Now every July, Broad Cove hosts the biggest festival on the island, with some 40 sets of performers and 15,000 devotees, including children. For many Cape Bretoners living off-island, "Are you going to make it home for Broad Cove?" has the same wistful connotations as, "Will you be home for the holidays?"

Finding ourselves in the meadow, we fling off our shoes, join hands and dance joyfully around.

On to the Gaelic College at St. Ann's Gut on the northeastern side of the island. Here there are workshops in Gaelic language and song, Highland dancing, piping and drumming, and exhibitions of Celtic spinning and weaving. Then there are the "heavy events," tests of brute strength, such as the Caber Toss. This involves balancing a 30-foot pole in the palms of both hands, resting it vertically against your shoulder, stepping forward to toss it end-over-end in a grand somersault. Whosever pole lands the st raightest and farthest wins.
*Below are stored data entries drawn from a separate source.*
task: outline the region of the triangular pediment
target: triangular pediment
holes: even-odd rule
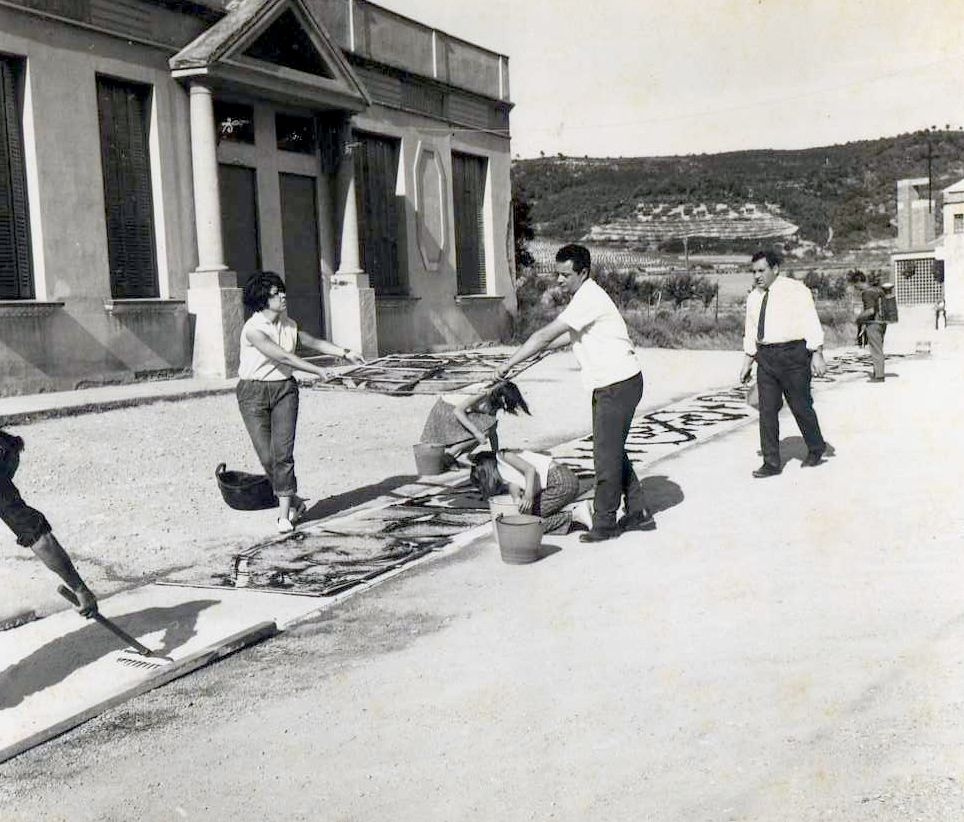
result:
[[[285,9],[248,48],[245,57],[333,79],[335,74],[298,16]]]
[[[275,98],[361,110],[371,99],[303,0],[239,0],[170,60],[175,77],[206,75]]]

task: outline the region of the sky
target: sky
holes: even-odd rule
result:
[[[512,154],[964,127],[964,0],[375,0],[509,57]]]

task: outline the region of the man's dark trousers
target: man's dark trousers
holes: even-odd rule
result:
[[[874,366],[874,377],[884,378],[884,332],[887,326],[883,323],[870,322],[864,326],[867,329],[867,347],[870,349],[870,361]]]
[[[826,443],[820,433],[810,393],[810,358],[807,344],[795,340],[776,345],[757,345],[756,384],[760,396],[760,450],[763,462],[780,468],[780,409],[786,396],[807,450],[822,454]]]
[[[626,497],[627,514],[646,507],[643,487],[626,455],[626,437],[642,396],[642,374],[592,392],[592,459],[596,470],[594,529],[616,527],[620,497]]]

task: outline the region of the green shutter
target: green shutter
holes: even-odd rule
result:
[[[111,296],[159,296],[148,151],[150,89],[97,78]]]
[[[361,267],[376,294],[402,294],[399,264],[398,141],[356,134],[355,190],[358,203],[358,250]]]
[[[16,61],[0,58],[0,299],[4,300],[34,296],[18,73]]]
[[[459,294],[485,294],[486,160],[452,154],[452,199],[455,205],[455,264]]]

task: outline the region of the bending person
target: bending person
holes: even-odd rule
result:
[[[97,597],[77,573],[67,552],[53,535],[47,518],[27,505],[13,484],[13,475],[20,467],[21,451],[21,437],[0,431],[0,519],[16,535],[18,545],[33,551],[74,592],[81,616],[93,616],[97,613]]]
[[[497,451],[499,411],[529,413],[529,406],[514,382],[476,383],[458,393],[441,394],[429,411],[420,441],[444,445],[451,460],[480,445],[490,445]]]
[[[278,497],[278,531],[294,530],[304,514],[304,500],[296,496],[295,429],[298,425],[298,383],[292,371],[320,377],[328,372],[295,355],[300,344],[321,354],[364,363],[360,354],[319,340],[286,314],[284,280],[273,271],[258,271],[244,286],[244,304],[251,318],[241,329],[241,361],[238,366],[238,408],[251,443]]]
[[[573,521],[592,527],[588,501],[564,510],[579,496],[579,479],[572,470],[538,451],[482,451],[475,456],[469,478],[483,499],[508,491],[520,513],[542,519],[545,534],[568,534]]]

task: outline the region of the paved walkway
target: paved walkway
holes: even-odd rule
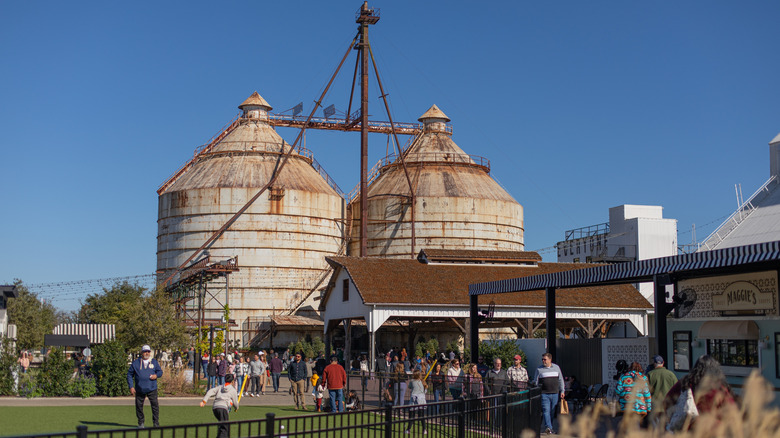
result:
[[[311,396],[310,396],[311,398]],[[160,397],[161,406],[197,406],[202,397]],[[307,402],[309,400],[307,399]],[[0,406],[134,406],[135,397],[0,397]],[[241,397],[241,406],[294,406],[287,389],[274,393],[266,391],[260,397]],[[308,405],[308,403],[307,403]]]

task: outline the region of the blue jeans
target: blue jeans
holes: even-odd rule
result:
[[[552,413],[558,406],[560,394],[542,394],[542,429],[552,429]]]
[[[457,400],[463,394],[463,390],[462,389],[456,389],[456,388],[450,388],[450,394],[452,395],[452,399],[453,400]]]
[[[236,391],[241,391],[242,387],[244,386],[244,376],[237,376],[236,382],[238,382],[238,388]]]
[[[217,376],[217,383],[222,386],[225,384],[225,376]]]
[[[406,382],[400,382],[393,384],[393,398],[395,399],[394,406],[405,405],[406,399]]]
[[[344,390],[329,389],[328,395],[330,396],[330,411],[344,412]],[[336,410],[337,405],[338,405],[338,411]]]
[[[207,372],[206,372],[206,367],[207,367],[207,366],[208,366],[208,362],[201,362],[201,363],[200,363],[200,369],[201,369],[201,371],[203,372],[203,374],[202,374],[202,375],[203,375],[204,377],[209,375],[209,373],[207,373]]]
[[[433,402],[438,403],[440,401],[441,402],[444,401],[444,390],[442,389],[433,390]],[[436,414],[438,413],[439,413],[439,406],[436,406]]]
[[[209,387],[208,389],[211,389],[213,387],[217,386],[217,376],[209,376]]]
[[[271,379],[274,382],[274,392],[279,392],[279,377],[282,373],[271,373]]]

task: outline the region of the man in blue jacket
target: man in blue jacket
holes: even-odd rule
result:
[[[134,360],[127,370],[127,386],[135,396],[135,416],[138,417],[138,427],[144,427],[144,400],[149,397],[152,405],[152,420],[154,427],[160,425],[160,405],[157,402],[157,379],[163,372],[157,359],[152,358],[152,349],[148,345],[141,348],[141,357]]]

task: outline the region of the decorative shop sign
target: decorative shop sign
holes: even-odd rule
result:
[[[691,289],[695,292],[692,296],[698,296],[696,302],[691,303],[694,309],[689,316],[778,314],[777,271],[681,280],[677,288],[681,291]],[[711,299],[707,299],[708,295]]]
[[[749,281],[735,281],[720,294],[712,295],[713,310],[771,310],[771,292],[761,290]]]

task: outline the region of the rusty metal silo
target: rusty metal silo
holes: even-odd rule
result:
[[[523,207],[491,176],[490,162],[452,140],[450,119],[433,105],[404,152],[411,193],[397,156],[377,165],[368,194],[368,255],[412,257],[422,248],[521,251]],[[350,254],[359,253],[360,202],[350,203]],[[414,250],[412,249],[414,216]]]
[[[173,273],[255,196],[291,147],[269,125],[271,106],[257,92],[239,109],[238,119],[158,190],[161,277]],[[301,307],[327,269],[324,257],[339,253],[345,201],[312,160],[308,151],[296,149],[273,186],[207,248],[211,260],[238,256],[229,304],[239,325]],[[221,316],[213,304],[206,311],[207,319]]]

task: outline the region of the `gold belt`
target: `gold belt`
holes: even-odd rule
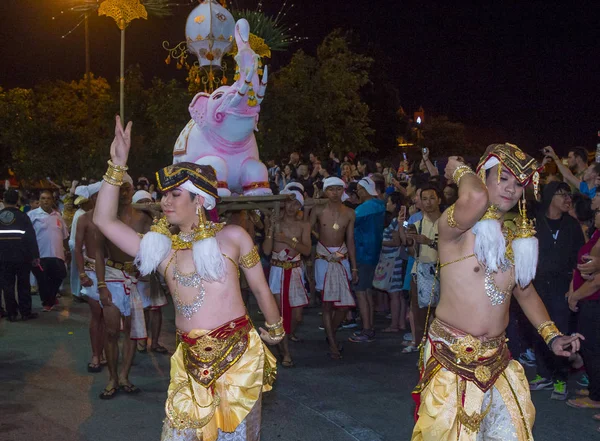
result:
[[[347,254],[342,254],[341,256],[324,256],[323,254],[317,254],[317,259],[326,260],[327,262],[336,262],[340,263],[342,260],[346,260],[348,258]]]
[[[133,273],[137,272],[133,262],[121,263],[121,262],[115,262],[114,260],[111,260],[111,259],[107,259],[106,266],[110,266],[111,268],[125,271],[126,273],[129,273],[129,274],[133,274]]]
[[[96,263],[86,260],[85,262],[83,262],[83,269],[86,271],[95,272],[96,271]]]
[[[283,268],[284,270],[289,270],[289,269],[292,269],[292,268],[298,268],[300,265],[302,265],[302,261],[301,260],[285,261],[285,260],[271,259],[271,266],[276,266],[278,268]]]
I'll try that next year. After I shake the mothballs off the yellow-red-green kilt of my mother's clan tartan.

"But we're not all kilts and bagpipes," insists Cape Breton's leading historian and story-teller Archie Neil Chisholm. He underscores the down-home quality of Cape Bretoners who eschew "tartan circus" pretentiousness and prefer a good time with family, friends, and visitors fiddling, singing and dancing on a Saturday night.

However, as almost anywhere else in the world, the various ethnic groups - Scottish, Acadian, Micmac Indian, and Central European - must struggle to preserve their heritages. Many young people leave for further education and jobs on the mainland, especially given the closing of most coal mines, and diminishing marine harvests.

"The catch today is nothing like it was when I started working on boats, at age 13," complains Hubert Cormier, manager of the fishing cooperative. He blames "overfishing by foreign vessels, especially draggers."

During the good season, his boat, White Swan, and others go out after cod. Other captains take visitors deep-sea fishing and whale-watching. But when bad weather comes in October and November, Cormier and other fisherman spend their time repairing boats and nets, surviving on welfare, and occasionally slipping into the Dozyman's Pub for some warming fiddle music.

Fortunately, musical traditions are kept alive by new generations of singers and musicians, such as young virtuoso fiddlers Natalie and Ashley MacIsaac. MacIsaac may also break into step dancing while fiddling, his feet flying almost as fast as his fingers. And upsetting a former all-male tradition, girls are playing bagpipes. This is one place where teenagers are willing to spend an evening with family and friends, listening and taking turns singing, fiddling, piping, step dancing solo or joining in ree ls, square- and circle-dances.

So - I, too, am converted to fiddles. But can I persuade my husband Henry to retune his classical violin?